As the United States celebrates Hispanic Heritage Month from September 15 to October 15, many might wonder why this observance begins in the middle of September rather than on the first day of the month, as seen with other commemorative months like Black History Month (starting on February 1) or Women's History Month (beginning on March 1). The answer to this question is rooted in a rich historical tapestry that reflects the struggle for recognition, independence, and the contributions of Hispanic Americans.
The history of Hispanic Heritage Month dates back to 1968 when President Lyndon Johnson signed a bill into law. This bill authorized the president to designate the week of September 15 as National Hispanic Heritage Week. The aim was to draw attention to the remarkable contributions of Hispanic Americans to the United States. It was a time when Latinos began to organize for civil equality and justice, inspired by the civil rights movement led by Dr. Martin Luther King Jr. and other Black leaders.
In 1988, President Ronald Reagan extended this observation from a single week to a month, providing a more comprehensive platform to honor and celebrate the Hispanic heritage.

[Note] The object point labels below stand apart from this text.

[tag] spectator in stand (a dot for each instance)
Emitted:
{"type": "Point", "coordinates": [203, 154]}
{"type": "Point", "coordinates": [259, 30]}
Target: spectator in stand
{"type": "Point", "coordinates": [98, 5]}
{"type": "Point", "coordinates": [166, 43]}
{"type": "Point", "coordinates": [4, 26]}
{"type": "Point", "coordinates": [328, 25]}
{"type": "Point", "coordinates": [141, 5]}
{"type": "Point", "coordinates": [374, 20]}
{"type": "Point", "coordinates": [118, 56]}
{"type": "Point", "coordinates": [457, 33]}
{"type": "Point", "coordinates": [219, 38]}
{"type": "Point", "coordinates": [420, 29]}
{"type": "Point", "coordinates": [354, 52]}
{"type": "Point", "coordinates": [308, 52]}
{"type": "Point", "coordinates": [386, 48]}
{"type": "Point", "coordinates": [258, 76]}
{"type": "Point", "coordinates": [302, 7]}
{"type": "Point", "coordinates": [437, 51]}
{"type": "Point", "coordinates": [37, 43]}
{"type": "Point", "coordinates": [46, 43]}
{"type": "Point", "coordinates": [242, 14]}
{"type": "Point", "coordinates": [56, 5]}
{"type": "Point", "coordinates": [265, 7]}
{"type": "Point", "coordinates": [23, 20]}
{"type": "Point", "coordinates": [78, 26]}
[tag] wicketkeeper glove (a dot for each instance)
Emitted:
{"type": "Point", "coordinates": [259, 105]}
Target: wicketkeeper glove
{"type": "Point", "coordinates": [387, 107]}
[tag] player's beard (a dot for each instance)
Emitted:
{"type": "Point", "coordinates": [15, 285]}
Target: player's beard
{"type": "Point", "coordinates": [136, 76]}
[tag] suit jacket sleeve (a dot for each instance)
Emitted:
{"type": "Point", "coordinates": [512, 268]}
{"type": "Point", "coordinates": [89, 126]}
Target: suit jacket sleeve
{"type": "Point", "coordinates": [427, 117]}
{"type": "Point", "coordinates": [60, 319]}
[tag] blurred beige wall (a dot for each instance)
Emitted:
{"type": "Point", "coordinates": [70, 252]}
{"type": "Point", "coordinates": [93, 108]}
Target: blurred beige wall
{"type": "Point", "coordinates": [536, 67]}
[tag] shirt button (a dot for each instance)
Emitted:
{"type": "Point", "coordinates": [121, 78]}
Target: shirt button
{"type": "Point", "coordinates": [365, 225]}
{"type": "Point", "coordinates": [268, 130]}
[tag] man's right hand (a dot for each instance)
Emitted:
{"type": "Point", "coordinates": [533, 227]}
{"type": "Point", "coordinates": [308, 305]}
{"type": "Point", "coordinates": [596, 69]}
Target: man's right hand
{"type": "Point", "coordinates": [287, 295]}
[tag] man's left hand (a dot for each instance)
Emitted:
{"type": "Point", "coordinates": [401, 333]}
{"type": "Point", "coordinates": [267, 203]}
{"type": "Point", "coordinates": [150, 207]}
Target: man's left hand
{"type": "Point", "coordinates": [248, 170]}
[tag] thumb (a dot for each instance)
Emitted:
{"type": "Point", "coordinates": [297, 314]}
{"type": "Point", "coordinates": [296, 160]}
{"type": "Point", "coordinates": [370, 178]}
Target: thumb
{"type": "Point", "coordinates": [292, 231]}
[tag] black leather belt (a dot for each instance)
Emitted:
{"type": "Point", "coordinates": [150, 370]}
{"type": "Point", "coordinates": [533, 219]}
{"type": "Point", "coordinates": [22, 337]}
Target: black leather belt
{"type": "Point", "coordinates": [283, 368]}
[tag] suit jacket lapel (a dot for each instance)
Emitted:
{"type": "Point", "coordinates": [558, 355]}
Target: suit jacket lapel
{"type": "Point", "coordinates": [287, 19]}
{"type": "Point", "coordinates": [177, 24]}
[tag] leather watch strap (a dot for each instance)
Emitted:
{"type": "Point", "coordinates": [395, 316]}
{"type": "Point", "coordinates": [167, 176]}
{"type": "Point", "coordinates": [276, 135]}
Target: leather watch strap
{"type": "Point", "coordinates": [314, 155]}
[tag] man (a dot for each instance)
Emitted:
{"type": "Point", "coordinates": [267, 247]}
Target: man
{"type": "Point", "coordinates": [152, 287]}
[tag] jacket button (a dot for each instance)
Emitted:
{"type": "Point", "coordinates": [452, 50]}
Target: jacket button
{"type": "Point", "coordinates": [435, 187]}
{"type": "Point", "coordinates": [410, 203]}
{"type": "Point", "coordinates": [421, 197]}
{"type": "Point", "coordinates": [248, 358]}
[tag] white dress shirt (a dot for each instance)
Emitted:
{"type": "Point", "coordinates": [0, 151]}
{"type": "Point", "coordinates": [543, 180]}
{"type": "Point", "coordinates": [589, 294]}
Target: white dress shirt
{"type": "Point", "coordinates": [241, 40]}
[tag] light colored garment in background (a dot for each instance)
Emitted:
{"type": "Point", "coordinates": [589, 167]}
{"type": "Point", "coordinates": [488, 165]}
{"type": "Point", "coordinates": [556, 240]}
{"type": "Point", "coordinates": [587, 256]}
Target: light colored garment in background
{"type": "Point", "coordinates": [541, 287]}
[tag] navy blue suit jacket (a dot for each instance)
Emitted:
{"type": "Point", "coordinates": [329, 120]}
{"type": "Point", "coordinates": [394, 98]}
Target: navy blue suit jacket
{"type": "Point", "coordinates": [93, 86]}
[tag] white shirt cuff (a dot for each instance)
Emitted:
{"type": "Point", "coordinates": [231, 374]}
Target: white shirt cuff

But why September 15? The answer lies in the significance of this date for more than half a dozen Latin American countries. On or around September 15, several nations celebrate their hard-fought independence from Spanish colonial rule. Costa Rica, El Salvador, Guatemala, Honduras, and Nicaragua all declared their independence on September 15, 1821, marking a pivotal moment in their histories. Mexico follows closely behind, celebrating its independence on September 16, while Chile commemorates its own independence on September 18.
Furthermore, October 12, 1492, a date that falls within this 30-day period, holds immense historical significance. It marks Christopher Columbus's arrival in the Americas, an expedition financed by Spain, which ultimately initiated the European colonization of the New World.
Well, there may be many reasons for the month being decided for celebrations. But above all, it is a tribute to the shared journey of independence and the ongoing pursuit of equality and recognition for all Hispanic Americans.